Saudi Arabia’s Public Investment Fund, the wealth fund headed by Deputy Crown Prince Mohammed bin Salman, is likely to make an offer next month to buy Riyadh’s unfinished financial hub as the government attempts to rehabilitate a project plagued by delays and cost overruns.
The fund may pay about 30 billion riyals ($7.9 billion) — the amount already spent on the King Abdullah Financial District by the Saudi Public Pension Agency — plus the cost of undeveloped plots, a person with knowledge of the matter said, asking not to be identified as discussions are private. The plan includes a new company to oversee the project’s completion and management.
The financial hub, which is about 70 percent built and due for completion in 2017, has suffered a series of setbacks. Its main contractor, the Saudi Bin Ladin Group, has stopped working on the project, while little space has been taken up in the 73 buildings being constructed.
The wealth fund is a key pillar of the biggest economic shakeup championed by Prince Mohammed to prepare the kingdom for the post-oil era. Under the plan, the government wants to make the PIF the world’s largest sovereign wealth fund, with more than $2 trillion of assets including ownership of state-oil company Saudi Aramco. That would make it big enough to buy Apple Inc., Google parent Alphabet Inc., Microsoft Corp. and Berkshire Hathaway Inc.

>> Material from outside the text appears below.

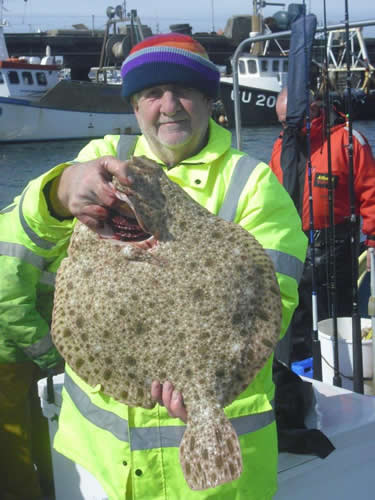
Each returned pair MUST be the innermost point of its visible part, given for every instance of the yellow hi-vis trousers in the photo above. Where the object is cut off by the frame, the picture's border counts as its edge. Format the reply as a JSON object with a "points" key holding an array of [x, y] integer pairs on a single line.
{"points": [[25, 454]]}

The government is aiming to salvage the financial district by offering incentives to banks and companies to take space there. It plans to transform the district into a “special zone that has competitive regulations and procedures, with visa exemptions” and directly connect it to the King Khaled International Airport, according to Prince Mohammed’s Saudi Vision 2030.
Various plans are under consideration, while the project’s pricing structure may change, the person said. A spokesman for the hub’s developer Al Ra’idah declined to comment, as did a spokesman for the Public Investment Fund.
“The concept of a free zone would certainly stimulate demand for the project,” said Ian Albert, regional director for property consultant Colliers International. “One of the biggest issues that foreign companies have in Saudi is residency permits and getting staff in easily. If free zones automatically allocated companies a number of residency permits for staff that would be very attractive to companies.”
The district was envisaged as a modern financial hub that would bring banks, financial-services firms, auditors and lawyers as well as the kingdom’s stock exchange and capital-market authority into one area. Five buildings at the district’s core, including the district’s tallest at 76 floors, will be surrounded by dozens of offices, apartments, hotels, conference centers and entertainment venues. On the ground, walkways below street level branch out to connect buildings and provide space that’s 8 degrees Celsius cooler than street level.